From the late 1950s through the early 2000s Reichert exhibited regularly. Highlights include:
1962, Don K. Reichert, Beaverbrook Gallery
1968, Don Reichert and George Wood, National Gallery of Canada
1974, Reichert Centennial Exhibit, Winnipeg Art Gallery
1983, RCA Exhibit Paintings from the Landscape, Winnipeg Art Gallery
1992, Retrospective, Winnipeg Art Gallery
1992, Headcount, Art Gallery of Southwestern Manitoba
2000, Rough Jazz: Painting on the Rocks, Grand Forks Art Gallery, BC
2005, Nature Morph, Canadian Embassy in Washington, DC
2005, Bridge Reconstruction, Confederation Centre of the Arts, PEI
2008, Idot and Megapixels: Reichert and Ewa Tarsia, Buhler Gallery

He taught in the School of Art at the University of Manitoba for over two decades, and was esteemed by students as a thoughtful instructor. After retirement he was granted Emeritus status.

His early career earned praise from renowned critic Clement Greenberg, among others. Reichert moved on to produce work that is held in many notable public, corporate and private collections, including the National Gallery of Canada, the Art Gallery of Ontario, the Montreal Museum of Fine Art, and the Canada Council Art Bank, the Winnipeg Art Gallery, the University of Manitoba School of Art, and the Buhler Gallery among others.

Reichert's early work drew on European modernism, and American abstraction. Later significant strands of his work included techniques of Japanese Sumi calligraphy which he applied throughout his career often in combination with colour field composition and later with his ground breaking use of adopting direct physical characteristics of the Precambrian Shield on his large canvases. He also explored pre-contact Mayan skull motifs to represent life and death of the individual and of a population, which coincided with “Desert Storm” in Iraq.

Multimedia works include photographs that have been painted over, often with elegant splattering or dripping evoking, and emulating gestures seen and felt in nature, or composed into montaged geometric suites of photographs. Reichert used his pilot’s license and painter’s eye to take aerial photographs, capturing compositions of agriculture and infrastructure which betray their original context.

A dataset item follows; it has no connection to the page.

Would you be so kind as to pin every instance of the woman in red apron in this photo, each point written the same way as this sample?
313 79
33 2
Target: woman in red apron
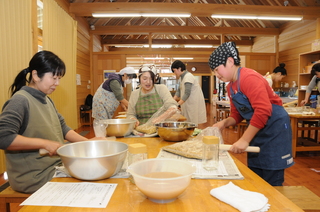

His late career delved deeply into digital photography, using images from nature and the urban landscape, transforming them, finding whim in logarithmic chance.

Reichert was also a founding member of the arts magazine Border Crossing and a senior artist in the artist run SITE Gallery in Winnipeg (1995-2005).

His career to 1994 was summarized and published in “Don Reichert-A Life in Work” by Meeka Walsh, Robert Enright, Shirley Madill and Robert MaCaskill, Winnipeg Art Gallery, 1995.
In 2022 Reichert’s work will be included a book titled “Western Voices in Canadian Art” by Patricia Bovey. A planned monograph by the same author is scheduled for 2025-2026.

Don Reichert died in September 2013.

We extend our thanks to the estate of the artist for the preceding essay.